Correct. We do have our own processes, where we give certain kinds of injections, for example. Now that we’re looking at a 75-percent shared savings track—when you move from 50 percent to 75 percent, you get past what you’d call incremental revenue. You can really start to look at some of the internal costs. If you’re in a 50-percent shared-savings world, and let’s say we get paid $100 for an office visit; if you don’t do that office visit, you increase your shared savings by $50; but you have to look at incremental costs. For example, a shot of Porlea that costs $600. The point is that when you get to 75-percent savings, it makes the math a bit different in terms of your incremental costs of providing a service. You get closer to saying, if I can provide this drug or see the patient, it makes more sense to move to virtual visits or not always bringing the patient in for an in-person visit—when it’s someone we’ve seen three or four times recently and know the patient well—the doctor may handle it over the phone, for example. It changes the calculus as we go forward.

What should CIOs, CMIOs, and other senior healthcare IT leaders be thinking about, based on all of this?

As far as population health management and trying to get the numbers together, make it simple for the physicians to use; make sure they have enough resources at the point of care to use; and make sure you’ve answered the question of what’s in it for them to use it. So a CIO might buy a big, fancy system, and it’s wonderful, but the doctors may not use it unless they know what’s in it for them. Unless there’s an incentive for them to use it, the human behavior is, I’ll just generate as many RVUs as I can, as I’ve always done, and this slows me down. So I’d tell a CIO or CMIO to set up a system that’s simple, that encourages the physicians to use it, and provides incentives to use it. In some cases, we had to hire scribes.

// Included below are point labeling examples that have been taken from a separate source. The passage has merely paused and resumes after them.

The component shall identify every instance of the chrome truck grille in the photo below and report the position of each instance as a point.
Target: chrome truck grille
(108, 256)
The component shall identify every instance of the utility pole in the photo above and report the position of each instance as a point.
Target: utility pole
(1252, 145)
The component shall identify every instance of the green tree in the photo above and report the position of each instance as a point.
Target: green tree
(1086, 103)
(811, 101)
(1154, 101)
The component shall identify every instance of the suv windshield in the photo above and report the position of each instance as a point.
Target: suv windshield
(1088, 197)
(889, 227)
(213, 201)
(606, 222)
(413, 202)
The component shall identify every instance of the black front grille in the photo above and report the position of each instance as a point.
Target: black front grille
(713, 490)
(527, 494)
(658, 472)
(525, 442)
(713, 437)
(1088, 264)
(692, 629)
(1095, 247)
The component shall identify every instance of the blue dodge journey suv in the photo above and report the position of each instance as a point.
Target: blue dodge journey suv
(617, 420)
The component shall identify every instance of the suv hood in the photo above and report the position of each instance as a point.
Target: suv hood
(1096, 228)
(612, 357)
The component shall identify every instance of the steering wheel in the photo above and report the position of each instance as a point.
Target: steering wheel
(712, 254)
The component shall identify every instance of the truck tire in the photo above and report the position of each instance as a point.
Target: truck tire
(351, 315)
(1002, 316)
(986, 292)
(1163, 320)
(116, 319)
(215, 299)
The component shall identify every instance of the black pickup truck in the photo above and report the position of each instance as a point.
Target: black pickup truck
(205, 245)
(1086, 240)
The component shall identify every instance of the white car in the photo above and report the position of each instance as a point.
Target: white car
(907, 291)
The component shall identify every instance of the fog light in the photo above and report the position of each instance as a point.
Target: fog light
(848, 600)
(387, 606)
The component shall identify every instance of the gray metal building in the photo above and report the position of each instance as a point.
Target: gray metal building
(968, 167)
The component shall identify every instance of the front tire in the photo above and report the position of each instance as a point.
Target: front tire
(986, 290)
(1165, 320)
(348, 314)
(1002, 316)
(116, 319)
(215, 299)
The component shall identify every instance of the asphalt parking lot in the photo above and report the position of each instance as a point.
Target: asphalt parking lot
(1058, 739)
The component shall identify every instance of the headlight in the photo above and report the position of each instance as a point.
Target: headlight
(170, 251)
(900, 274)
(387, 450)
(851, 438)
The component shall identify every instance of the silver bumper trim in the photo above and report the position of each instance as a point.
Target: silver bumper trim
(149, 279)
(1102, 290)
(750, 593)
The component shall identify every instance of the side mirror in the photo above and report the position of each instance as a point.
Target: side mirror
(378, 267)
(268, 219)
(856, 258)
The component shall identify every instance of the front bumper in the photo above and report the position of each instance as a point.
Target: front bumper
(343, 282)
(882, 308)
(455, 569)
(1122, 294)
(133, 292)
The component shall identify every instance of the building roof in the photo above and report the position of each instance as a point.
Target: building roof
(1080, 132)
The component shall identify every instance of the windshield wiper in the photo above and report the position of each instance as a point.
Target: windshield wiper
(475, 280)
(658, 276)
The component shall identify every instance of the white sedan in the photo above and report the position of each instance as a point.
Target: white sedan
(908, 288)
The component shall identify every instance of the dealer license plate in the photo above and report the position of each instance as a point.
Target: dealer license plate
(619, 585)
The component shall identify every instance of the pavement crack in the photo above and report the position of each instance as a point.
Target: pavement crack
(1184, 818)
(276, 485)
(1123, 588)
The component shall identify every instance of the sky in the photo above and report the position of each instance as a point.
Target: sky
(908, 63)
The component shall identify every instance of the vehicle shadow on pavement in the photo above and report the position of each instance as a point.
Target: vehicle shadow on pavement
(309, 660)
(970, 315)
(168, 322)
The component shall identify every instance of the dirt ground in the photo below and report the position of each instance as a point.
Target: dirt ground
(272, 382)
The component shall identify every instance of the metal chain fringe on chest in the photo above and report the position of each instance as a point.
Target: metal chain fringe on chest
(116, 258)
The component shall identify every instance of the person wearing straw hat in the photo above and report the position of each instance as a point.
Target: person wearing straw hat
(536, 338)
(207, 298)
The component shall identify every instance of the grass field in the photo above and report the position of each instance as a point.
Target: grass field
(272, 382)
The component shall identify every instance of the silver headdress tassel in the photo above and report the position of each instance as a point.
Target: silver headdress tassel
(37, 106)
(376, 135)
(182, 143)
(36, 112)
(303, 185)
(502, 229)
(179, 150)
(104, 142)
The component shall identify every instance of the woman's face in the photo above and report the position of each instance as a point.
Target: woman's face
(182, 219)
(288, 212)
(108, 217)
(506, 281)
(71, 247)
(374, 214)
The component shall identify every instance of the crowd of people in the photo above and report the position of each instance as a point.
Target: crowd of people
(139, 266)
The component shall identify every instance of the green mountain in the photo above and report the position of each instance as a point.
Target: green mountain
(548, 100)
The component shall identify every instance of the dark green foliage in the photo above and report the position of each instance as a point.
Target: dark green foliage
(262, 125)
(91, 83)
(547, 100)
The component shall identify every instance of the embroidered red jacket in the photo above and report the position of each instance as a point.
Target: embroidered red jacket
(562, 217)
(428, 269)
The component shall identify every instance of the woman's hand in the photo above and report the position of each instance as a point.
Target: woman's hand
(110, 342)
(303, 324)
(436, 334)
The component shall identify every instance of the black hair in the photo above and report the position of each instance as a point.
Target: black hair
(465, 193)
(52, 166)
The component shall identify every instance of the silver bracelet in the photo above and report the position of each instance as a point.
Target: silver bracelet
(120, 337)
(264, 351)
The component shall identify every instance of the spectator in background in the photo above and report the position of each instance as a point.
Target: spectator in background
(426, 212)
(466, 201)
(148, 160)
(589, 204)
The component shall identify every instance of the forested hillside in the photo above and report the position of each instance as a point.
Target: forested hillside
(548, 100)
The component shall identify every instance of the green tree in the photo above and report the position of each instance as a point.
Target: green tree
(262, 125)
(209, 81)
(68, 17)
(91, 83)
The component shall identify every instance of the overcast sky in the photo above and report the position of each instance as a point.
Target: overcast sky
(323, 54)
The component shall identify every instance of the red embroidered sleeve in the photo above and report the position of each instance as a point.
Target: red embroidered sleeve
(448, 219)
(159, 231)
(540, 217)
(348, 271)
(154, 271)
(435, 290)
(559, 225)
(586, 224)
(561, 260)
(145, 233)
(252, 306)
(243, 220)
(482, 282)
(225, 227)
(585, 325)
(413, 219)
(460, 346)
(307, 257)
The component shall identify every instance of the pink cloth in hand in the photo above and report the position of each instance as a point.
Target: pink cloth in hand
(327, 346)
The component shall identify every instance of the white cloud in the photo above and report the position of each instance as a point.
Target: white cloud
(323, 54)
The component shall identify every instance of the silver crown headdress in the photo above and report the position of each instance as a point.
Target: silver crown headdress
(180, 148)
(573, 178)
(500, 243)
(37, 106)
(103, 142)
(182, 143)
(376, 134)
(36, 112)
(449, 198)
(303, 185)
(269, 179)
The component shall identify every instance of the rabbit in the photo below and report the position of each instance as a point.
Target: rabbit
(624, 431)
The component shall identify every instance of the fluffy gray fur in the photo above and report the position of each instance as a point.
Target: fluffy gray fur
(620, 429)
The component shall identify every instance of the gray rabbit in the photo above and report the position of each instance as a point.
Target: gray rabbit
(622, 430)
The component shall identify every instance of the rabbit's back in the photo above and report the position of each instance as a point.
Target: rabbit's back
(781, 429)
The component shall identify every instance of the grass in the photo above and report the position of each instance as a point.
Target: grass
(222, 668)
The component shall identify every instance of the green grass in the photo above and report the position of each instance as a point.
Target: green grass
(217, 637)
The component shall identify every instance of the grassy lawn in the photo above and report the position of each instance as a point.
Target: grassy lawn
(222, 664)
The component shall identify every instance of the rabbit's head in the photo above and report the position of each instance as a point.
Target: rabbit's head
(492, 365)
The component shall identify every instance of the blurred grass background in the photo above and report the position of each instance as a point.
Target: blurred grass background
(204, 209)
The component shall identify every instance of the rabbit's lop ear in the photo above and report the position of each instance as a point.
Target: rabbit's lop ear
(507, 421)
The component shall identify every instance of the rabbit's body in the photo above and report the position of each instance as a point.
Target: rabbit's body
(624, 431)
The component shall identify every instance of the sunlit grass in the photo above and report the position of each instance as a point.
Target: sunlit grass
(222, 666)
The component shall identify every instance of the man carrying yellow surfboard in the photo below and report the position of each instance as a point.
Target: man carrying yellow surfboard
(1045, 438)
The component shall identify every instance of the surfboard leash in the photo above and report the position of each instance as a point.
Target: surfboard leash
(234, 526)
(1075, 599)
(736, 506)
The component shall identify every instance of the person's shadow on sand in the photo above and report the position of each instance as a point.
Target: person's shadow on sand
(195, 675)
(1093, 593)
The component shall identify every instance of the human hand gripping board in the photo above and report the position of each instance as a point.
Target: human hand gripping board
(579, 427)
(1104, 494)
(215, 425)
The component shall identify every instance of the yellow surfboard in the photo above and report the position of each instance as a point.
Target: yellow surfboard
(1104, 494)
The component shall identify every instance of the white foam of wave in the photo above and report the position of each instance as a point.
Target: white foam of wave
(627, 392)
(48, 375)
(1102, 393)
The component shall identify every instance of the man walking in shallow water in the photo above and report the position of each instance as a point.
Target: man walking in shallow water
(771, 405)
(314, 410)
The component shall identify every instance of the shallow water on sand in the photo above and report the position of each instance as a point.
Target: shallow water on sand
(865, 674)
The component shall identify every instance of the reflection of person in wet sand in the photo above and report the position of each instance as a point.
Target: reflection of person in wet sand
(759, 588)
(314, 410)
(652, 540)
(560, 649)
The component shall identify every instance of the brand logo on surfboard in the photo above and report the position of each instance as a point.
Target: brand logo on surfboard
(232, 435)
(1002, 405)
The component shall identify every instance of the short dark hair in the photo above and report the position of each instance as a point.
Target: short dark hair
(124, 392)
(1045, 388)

And what has your experience with scribes been like?

It depends. In some practices, we’ve crashed and burned, and then some practices couldn’t live without them. It depends on the number of patients the doctor has, and their comfort level for having someone in the room. Our doctors with larger patient panels and not so particular about how their notes looked, FPs, they’ve done well with scribes; with general internists with smaller panels, they’ve had less success because there’s not so much of a need for it.

What do the next two years look like for you and your group?

I’d like to talk about Pathways For Success and this new rule that comes out: while it doesn’t change our decision-making too much, I think that the forcing of more groups into downside risk earlier, is a mistake, I don’t think it will save the treasury that much. There will be a study released next week by NAACOS [the Washington, D.C.-based National Association of ACOs] that will show significantly greater savings than what Medicare has shown to date. This study uses a methodology that MedPAC and the Innovation Center have used—they look at a matched cohort—and it will show almost twice as much savings in the MSSP than has previously been shown. It also speaks to the policy point—organizations are truly saving the government money, even if it doesn’t immediately show on paper. The evidence doesn’t support the idea that ACOs should be kicked out because they have a bad benchmark. The true savings to the Medicare Trust Fund will then be less. And that’s what they need to focus on, achieving true savings to the government.

And where will this appear?

I think it’s going to come out in Health Affairs. I’m familiar with it through NAACOS, which helped fund it.